Evaluation Of Task And Contextual Performance: A Multitrait-Multimethod Approach

Abstract

This study aims to investigate the discriminant and convergent validity of task and contextual performance, using the scales of Goodman and Svyantek ( 1999 ) with self-ratings and supervisor-ratings. The total sample included 486 employees and their supervisors, working in the public hospitals. Firstly, we ran preliminary CFAs to test the factor structure of task and contextual performance separately for self-ratings and supervisor-ratings. Then, we examined the convergent and discriminant validity of task and contextual performance by applying the multitrait-multimethod approach. Results of multitrait-multimethod analyses indicated that the two performance dimensions (task and contextual performance) can be differentiated and the measurement of task and contextual performance is invariant across self-ratings and supervisor-ratings. According to the results of MTMM analyses two hypotheses are supported. Task and contextual performance can be differentiated and the measurement of task and contextual performance is invariant across self-ratings and supervisor-ratings. This research highlights some aspects of performance appraisal.

Keywords: Contextual performancetask performancemultitrait-multimethod approach

Introduction

As is known, performance appraisal is one of the most critical responsibilities of human resources management. As a result of the prevalence of self-managing work teams and special work teams, evaluation is not only the supervisor’s duty any more. Rather, in order to evaluate individual performance, organizations are increasingly benefitting from multiple sources. Today performance appraisal does not only reflect the supervisor’s perception but it also reflects peers and customers’ perception (Miller and Cardy, 2000). In 360-degree performance appraisal system, information is gathered from supervisors, peers, subordinates, customers and employees themselves (Milliman et al., 1994). Thus, this way of evaluation provides not only a top-down evaluation, but also it provides both the same level and bottom-up evaluation opportunity. One of the most important outcomes of this method is that it prevents subjective evaluation. Moreover, it shows how the employee perceives his own performance and helps him to see how he is perceived by those around him (Miliman et al., 1994). On the other hand, 360-degree performance appraisal systems draw various criticisms. The most important of those is applying the person himself as a source of information.
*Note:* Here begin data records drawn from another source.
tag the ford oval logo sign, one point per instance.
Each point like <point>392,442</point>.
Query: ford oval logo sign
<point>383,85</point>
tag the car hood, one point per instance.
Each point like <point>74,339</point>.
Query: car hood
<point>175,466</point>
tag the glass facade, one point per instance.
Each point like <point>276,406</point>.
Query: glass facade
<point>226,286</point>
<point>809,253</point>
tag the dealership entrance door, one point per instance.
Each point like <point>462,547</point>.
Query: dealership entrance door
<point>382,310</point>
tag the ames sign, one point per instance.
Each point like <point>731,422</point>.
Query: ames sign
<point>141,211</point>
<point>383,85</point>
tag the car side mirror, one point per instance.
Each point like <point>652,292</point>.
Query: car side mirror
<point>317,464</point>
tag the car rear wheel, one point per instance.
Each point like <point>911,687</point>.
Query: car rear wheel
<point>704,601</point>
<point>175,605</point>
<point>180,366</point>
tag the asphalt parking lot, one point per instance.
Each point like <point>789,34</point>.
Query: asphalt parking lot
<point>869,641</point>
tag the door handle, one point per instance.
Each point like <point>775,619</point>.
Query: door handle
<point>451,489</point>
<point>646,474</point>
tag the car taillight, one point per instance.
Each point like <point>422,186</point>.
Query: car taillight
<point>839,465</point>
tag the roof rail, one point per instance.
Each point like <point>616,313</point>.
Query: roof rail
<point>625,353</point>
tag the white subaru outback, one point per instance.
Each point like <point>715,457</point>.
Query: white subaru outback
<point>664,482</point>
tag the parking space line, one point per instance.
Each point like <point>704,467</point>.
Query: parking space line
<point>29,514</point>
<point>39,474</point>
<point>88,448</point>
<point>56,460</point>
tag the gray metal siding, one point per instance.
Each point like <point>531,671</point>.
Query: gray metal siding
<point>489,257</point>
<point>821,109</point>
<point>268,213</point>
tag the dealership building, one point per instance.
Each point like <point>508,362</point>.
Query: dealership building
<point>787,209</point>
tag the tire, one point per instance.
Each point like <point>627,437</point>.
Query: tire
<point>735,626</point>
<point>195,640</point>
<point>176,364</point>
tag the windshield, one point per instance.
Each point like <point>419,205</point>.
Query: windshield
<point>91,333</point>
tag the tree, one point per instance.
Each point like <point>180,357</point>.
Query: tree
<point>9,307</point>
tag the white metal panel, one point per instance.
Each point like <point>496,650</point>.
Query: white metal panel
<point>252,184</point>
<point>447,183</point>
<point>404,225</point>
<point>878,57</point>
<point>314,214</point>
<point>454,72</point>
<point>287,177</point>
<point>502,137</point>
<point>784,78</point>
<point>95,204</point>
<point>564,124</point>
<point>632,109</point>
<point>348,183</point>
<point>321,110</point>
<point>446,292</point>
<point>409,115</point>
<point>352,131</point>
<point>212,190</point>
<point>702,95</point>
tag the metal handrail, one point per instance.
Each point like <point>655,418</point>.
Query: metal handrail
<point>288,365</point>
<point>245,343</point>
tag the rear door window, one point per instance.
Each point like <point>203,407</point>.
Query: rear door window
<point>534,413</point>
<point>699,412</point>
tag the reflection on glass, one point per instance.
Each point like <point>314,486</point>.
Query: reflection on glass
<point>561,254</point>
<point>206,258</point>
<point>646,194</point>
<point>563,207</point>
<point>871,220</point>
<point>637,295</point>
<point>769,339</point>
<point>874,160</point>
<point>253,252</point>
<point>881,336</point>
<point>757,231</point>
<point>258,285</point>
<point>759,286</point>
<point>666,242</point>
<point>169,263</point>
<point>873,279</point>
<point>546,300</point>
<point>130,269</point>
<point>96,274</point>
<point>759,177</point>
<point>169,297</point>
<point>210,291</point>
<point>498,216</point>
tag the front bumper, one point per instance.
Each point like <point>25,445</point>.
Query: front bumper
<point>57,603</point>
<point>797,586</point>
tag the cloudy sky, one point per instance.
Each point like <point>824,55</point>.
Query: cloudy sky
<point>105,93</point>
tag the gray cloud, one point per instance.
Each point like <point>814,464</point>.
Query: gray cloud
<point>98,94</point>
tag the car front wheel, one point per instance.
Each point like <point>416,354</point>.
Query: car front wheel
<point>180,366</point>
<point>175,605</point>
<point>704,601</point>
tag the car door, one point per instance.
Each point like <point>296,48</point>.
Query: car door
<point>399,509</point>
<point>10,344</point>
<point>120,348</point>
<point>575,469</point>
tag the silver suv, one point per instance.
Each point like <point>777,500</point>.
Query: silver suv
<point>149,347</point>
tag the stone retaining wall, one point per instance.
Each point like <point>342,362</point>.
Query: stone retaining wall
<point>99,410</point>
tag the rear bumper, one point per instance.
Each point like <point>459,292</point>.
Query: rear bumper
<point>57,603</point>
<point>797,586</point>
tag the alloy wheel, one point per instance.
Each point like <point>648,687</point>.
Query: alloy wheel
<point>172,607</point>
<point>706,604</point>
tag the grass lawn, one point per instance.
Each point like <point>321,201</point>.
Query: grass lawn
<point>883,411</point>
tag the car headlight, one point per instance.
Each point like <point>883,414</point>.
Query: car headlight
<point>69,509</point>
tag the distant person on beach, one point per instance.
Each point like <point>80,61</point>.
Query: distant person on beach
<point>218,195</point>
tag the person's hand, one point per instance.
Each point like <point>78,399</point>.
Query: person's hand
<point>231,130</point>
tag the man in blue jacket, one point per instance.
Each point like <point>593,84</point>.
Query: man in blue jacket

Literature Review and Hypotheses

Task and Contextual Performance

According to Borman and Motowidlo (1997), there are two types of employee job performance behavior. These are role performance and extra-role performance. At the same time, role performance and extra-role performance are also called task performance and contextual performance respectively. Task performance expresses duties and responsibilities of a job which makes it different from others (Jawahar & Carr, 2006). Being related to expertise and mechanics of the job (Borman, 2004), task performance focuses on basic technical details in the job and means artifice of the task required to carry out a job successfully (Van Scotter & Motowidlo, 1996). Despite being mostly focused on task performance to reach organizational goals, in the long run researchers have realized that various activities contributing to actualization of organizational goals exist. Borman and Motowidlo (1993) called these activities which support implementation of the organizational activities successfully contextual performance.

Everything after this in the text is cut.